In this Zoroastrian reinterpretation, the celestial realm forms part of the cosmic struggle between good and evil. The Sun, Moon, stars, and zodiacal constellations are classified as beneficial entities, whereas the five planets and the lunar nodes belong to the evil astral forces; the irregular motion of the planets is among the features associated with their negative character. The richest account of these doctrines occurs in the Bundahishn, particularly in its fifth section. The text describes a “horoscope of the world” for the beginning of the period of cosmic mixture, in which several malefic astral bodies occupy positions of exceptional power. The configuration thus represents the initial predominance of evil and helps explain the imperfect and polluted condition of the present world. Although ultimately derived from classical astrology, this world horoscope was substantially reworked in the Zoroastrian tradition, with Raffaelli identifying elements derived from Indian astrological models.
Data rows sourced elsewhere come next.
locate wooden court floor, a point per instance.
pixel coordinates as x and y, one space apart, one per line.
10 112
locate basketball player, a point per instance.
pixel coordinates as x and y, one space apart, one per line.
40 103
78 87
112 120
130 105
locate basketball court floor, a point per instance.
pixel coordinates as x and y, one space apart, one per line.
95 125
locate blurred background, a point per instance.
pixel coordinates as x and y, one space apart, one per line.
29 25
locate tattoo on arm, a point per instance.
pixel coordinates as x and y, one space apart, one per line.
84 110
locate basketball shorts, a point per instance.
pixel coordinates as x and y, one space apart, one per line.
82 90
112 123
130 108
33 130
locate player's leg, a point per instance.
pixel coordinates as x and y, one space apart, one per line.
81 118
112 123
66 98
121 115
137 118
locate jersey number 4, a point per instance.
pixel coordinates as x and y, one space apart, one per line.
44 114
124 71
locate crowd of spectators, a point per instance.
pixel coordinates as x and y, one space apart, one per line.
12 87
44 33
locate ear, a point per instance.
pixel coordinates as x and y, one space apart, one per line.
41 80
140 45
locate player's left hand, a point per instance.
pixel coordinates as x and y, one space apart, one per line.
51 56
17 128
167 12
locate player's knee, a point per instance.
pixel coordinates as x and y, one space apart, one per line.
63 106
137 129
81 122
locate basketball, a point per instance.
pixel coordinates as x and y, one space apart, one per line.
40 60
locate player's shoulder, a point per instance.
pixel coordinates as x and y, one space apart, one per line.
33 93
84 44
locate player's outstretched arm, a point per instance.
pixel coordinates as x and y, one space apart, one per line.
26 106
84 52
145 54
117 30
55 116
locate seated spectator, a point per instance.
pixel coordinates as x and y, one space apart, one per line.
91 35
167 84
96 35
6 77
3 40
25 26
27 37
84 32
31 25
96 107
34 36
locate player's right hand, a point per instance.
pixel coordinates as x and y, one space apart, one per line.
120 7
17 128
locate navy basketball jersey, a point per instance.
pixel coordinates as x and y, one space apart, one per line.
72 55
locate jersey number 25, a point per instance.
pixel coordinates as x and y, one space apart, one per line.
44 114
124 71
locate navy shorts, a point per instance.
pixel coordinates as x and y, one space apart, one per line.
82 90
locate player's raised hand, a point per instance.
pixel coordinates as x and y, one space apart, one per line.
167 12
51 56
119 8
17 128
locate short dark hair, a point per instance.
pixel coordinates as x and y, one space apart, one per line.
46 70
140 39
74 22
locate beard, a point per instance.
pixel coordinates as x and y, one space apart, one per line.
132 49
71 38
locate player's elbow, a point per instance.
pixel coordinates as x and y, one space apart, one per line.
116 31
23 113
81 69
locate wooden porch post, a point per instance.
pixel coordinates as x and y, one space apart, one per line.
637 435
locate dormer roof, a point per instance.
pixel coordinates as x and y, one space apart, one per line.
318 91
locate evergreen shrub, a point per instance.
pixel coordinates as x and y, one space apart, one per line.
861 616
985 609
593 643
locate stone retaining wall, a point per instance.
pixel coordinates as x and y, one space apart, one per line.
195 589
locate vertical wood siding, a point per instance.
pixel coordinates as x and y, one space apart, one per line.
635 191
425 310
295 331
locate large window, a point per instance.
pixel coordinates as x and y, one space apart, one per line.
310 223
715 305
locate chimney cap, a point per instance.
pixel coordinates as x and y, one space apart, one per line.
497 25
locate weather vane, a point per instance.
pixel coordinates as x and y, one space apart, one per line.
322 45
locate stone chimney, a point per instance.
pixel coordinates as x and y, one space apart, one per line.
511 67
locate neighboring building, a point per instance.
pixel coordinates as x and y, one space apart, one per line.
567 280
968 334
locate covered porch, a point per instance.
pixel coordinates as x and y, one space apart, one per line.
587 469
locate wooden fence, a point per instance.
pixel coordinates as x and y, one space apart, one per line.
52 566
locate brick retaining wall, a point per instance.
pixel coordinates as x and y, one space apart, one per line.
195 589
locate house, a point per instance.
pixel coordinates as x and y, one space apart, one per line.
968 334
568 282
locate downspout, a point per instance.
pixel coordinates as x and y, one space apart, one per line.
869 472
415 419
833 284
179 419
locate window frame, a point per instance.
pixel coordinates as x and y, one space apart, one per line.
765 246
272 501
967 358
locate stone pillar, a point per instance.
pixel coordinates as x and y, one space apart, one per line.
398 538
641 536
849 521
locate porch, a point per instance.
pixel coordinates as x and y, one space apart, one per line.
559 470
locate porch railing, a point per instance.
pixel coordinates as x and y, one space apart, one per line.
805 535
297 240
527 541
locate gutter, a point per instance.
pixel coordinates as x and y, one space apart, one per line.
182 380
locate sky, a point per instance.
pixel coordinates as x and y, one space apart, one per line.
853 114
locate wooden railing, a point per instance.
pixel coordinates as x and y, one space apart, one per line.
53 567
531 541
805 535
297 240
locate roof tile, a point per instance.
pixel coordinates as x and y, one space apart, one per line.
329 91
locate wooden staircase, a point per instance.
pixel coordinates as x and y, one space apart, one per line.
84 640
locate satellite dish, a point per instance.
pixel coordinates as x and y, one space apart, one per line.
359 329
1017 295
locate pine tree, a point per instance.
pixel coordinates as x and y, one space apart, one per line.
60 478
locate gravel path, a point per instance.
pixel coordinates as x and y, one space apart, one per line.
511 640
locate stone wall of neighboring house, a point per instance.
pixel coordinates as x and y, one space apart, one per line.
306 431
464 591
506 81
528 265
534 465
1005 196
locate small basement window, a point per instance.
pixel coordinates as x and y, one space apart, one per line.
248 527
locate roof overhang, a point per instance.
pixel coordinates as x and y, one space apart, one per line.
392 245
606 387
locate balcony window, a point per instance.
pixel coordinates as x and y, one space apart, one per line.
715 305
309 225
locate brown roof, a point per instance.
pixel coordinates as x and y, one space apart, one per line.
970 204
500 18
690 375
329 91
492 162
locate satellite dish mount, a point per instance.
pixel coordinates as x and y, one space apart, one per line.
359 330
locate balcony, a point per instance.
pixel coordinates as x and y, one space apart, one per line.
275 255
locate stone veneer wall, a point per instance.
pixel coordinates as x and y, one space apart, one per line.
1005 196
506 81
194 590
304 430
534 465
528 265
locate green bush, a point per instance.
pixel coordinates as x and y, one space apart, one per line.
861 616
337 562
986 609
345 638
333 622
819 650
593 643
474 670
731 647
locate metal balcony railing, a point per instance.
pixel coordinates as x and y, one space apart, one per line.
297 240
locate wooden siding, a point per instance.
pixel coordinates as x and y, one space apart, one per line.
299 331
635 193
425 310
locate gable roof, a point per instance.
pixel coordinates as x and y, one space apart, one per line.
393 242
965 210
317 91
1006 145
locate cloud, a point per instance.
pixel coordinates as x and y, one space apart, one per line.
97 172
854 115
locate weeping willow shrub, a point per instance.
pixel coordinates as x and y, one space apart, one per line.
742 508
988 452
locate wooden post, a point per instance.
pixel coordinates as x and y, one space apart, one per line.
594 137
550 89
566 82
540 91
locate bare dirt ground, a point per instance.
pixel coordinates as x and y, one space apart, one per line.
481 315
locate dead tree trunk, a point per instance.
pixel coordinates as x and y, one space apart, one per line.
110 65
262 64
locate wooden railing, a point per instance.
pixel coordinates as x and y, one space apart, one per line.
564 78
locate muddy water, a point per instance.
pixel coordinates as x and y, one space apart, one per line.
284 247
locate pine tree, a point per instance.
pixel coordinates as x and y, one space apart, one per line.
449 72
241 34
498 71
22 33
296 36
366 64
Astrological concepts were also applied to human life and cosmic history. The horoscope of Gayomart, the primordial man, is the only individual birth chart known from Pahlavi literature, and his death at the age of thirty is explained astrologically through the changing positions and strengths of Saturn and Jupiter. The doctrine thereby makes death, regarded in Zoroastrian theology as one of the principal consequences of the assault of evil, part of an astrological scheme. Pahlavi texts also preserve doctrines of millennial chronocratoria, in which zodiacal constellations and especially Saturn exercise rulership over periods of cosmic history, anticipating themes associated with Sasanian historical astrology. In addition, the Anthologies of Zadspram contain a form of astrological melothesia connecting layers and parts of the human body—including marrow, bones, flesh, nerves, veins, skin, and hair—with celestial entities. Raffaelli interprets such doctrines as examples of the creative adaptation of astrological ideas of diverse origins to Zoroastrian cosmology and theology.

One of the distinctive features of the Bundahishn is its combination of traditional Zoroastrian cosmology with later astronomical and astrological learning. D. N. MacKenzie noted that this syncretism is particularly evident in its astrological sections. Fixed stars form part of the celestial forces of Ohrmazd, whereas the wandering planets are portrayed as destructive beings that invade the heavens and contend with the fixed stars. The text assigns individual planetary adversaries to stellar commanders: Mercury is opposed to Sirius, Jupiter to the Great Bear, Mars to Vega, Venus to Sadwēs, and Saturn to the Pole Star, while the Dragon (Gōzihr) and the tailed Muš Parīg are associated with the Sun and Moon.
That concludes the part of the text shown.